Welcomed — Are AI crawlers explicitly allowed in? (3 checks) Robots.txt (GPTBot, ClaudeBot, PerplexityBot aren’t blocked), content-signal directives, and JSON-LD structured data. The robots.txt check is the one both astro.build and our site passed — and it’s the most commonly failed check overall.

Each check passes or fails with a specific, actionable reason. No “improve your domain authority” vagueness.

If I spent an afternoon — adding server-side rendering for the homepage, creating a proper sitemap, adding JSON-LD structured data — cite.me.in would go from 1/13 to 11/13 or higher. Each fix is individually simple. The hard part is knowing which fixes to make. The scan turns “make your site more visible to AI” from vague advice into a checklist.
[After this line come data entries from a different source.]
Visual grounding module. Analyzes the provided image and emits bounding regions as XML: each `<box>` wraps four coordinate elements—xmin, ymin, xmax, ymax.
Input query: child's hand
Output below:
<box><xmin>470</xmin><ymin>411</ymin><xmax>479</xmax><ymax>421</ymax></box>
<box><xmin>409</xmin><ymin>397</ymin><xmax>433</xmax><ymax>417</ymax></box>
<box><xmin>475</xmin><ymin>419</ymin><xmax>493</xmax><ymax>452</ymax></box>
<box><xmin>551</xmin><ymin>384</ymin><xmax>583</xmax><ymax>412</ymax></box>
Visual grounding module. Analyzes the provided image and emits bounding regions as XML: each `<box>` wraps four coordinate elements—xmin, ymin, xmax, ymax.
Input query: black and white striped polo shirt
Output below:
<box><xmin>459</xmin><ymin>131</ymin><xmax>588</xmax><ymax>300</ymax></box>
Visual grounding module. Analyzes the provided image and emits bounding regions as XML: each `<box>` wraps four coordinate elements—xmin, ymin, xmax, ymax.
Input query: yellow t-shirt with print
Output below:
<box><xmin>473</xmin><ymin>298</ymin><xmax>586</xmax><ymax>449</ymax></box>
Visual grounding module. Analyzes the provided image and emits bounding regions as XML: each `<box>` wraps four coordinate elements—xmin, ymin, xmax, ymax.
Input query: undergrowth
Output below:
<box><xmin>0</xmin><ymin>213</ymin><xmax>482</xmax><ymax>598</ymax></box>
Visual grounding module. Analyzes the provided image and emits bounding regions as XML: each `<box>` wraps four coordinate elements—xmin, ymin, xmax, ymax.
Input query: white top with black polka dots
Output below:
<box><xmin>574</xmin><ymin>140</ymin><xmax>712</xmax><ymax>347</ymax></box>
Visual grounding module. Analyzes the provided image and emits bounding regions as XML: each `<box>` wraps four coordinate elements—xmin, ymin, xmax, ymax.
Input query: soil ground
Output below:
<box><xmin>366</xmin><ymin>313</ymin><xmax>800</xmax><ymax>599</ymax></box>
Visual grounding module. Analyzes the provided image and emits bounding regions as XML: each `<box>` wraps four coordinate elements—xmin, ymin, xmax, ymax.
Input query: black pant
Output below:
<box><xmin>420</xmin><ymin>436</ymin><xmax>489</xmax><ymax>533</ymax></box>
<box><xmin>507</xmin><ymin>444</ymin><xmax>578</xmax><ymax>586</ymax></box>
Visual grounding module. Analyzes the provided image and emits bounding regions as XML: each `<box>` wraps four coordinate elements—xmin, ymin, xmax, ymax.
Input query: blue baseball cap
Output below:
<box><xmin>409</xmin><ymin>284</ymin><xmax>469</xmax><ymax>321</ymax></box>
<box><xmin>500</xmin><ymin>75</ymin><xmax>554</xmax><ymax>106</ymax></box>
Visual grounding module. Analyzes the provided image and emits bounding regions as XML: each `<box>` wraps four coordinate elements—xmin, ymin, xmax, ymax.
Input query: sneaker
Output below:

And fixing legibility is step one. Once AI agents can read your site, the next question is: do they actually cite it? That’s what cite.me.in tracks — your citation rate across ChatGPT, Claude, Gemini, Copilot, and Perplexity, so you know whether the fixes are working. You can’t optimize citations if AI can’t find your content in the first place. The scanner opens the funnel.

What to fix first

You don’t need all 13. Here’s the priority order:

5 minutes each:

Unblock AI crawlers in robots.txt (check if GPTBot, ClaudeBot, PerplexityBot are disallowed)
Add llms.txt pointing to your most important pages
Add JSON-LD structured data to your homepage

30 minutes each:

Ensure your sitemap.xml is accessible at the root URL
Add missing meta tags and Open Graph tags
Ensure your homepage has real content (not an SPA shell or meta-refresh redirect)

A few hours:

Add markdown content negotiation for AI agents
Expose .md routes for your content
Add content-signal directives to robots.txt

Most sites can go from 1/13 to 10/13 in a single afternoon. The scan gives you the exact fix for each failure.

Try it on your site

cite.me.in/try — enter any URL, get your 13-check AI legibility scan in about 30 seconds. No account. No credit card. No onboarding.

I ran it on our own site and astro.build. We both got humbled. See how yours does.

And if you find issues (you probably will), the scan gives you copyable fix prompts for each failure. Not vague advice — actual configuration changes you can hand to a developer or paste into a coding agent. Most fixes take less time than you spent reading this post.

The gap between “works in a browser” and “works for AI” is real. It’s not about building a better website. It’s about realizing your site has two audiences now, and making sure you’re serving both.